Despite the anti-majoritarian potential of a recall, as the current episode makes grimly clear, I doubt California voters would be inclined to abandon the process entirely. To be sure, the superiority of the direct-election reforms of the 1911 Progressives has frayed to nonexistence. Initiatives, which the Progressives devised as a way that voters could sidestep a legislature then wholly owned by the Southern Pacific Railroad, are now more prey to corporate dominance than the legislature, as the more than $200 million spent by Uber, Lyft, and their ilk on last November’s ballot measure to enable them to keep underpaying their drivers makes clear. (That ballot measure, happily, was just struck down by a state court.) For its part, the recall has become the last refuge of a minority party (the Republicans) unable to win statewide elections (they’ve lost 37 of the last 37) save through the recall process.
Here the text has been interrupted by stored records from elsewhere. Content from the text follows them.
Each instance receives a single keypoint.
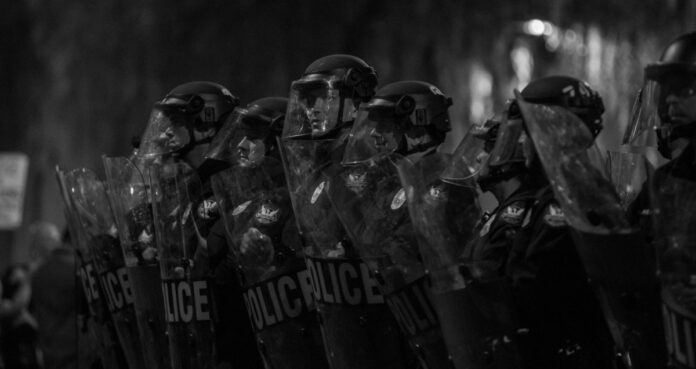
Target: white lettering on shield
(185, 301)
(343, 281)
(412, 308)
(117, 288)
(279, 299)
But despite these malformations of what once were good ideas, I don’t think Californians are ready to cede these powers back to the legislature. In light of this year’s recall circus, however, I do think they’d go for an amendment that would make it much more difficult for a Rush Limbaugh soundalike such as Larry Elder to become governor of the state whose baseline beliefs he long has ridiculed. One way would be to make the recall a two-step process. If the public official in question is recalled, his or her deputy (if it’s a governor, then the lieutenant governor) would temporarily assume the office, and then 60 or 90 days later (it takes time for California to tally its votes), a round-two election would be held between the recalled official and the candidate who placed first among those running to replace him or her. The winner of that contest then ascends to that office—either newly, or again.

An imperfect solution, and there are doubtless other ones as if not more meritorious, but any would be a helluva lot better than handing California over to Larry Elder or his Trumpian ilk.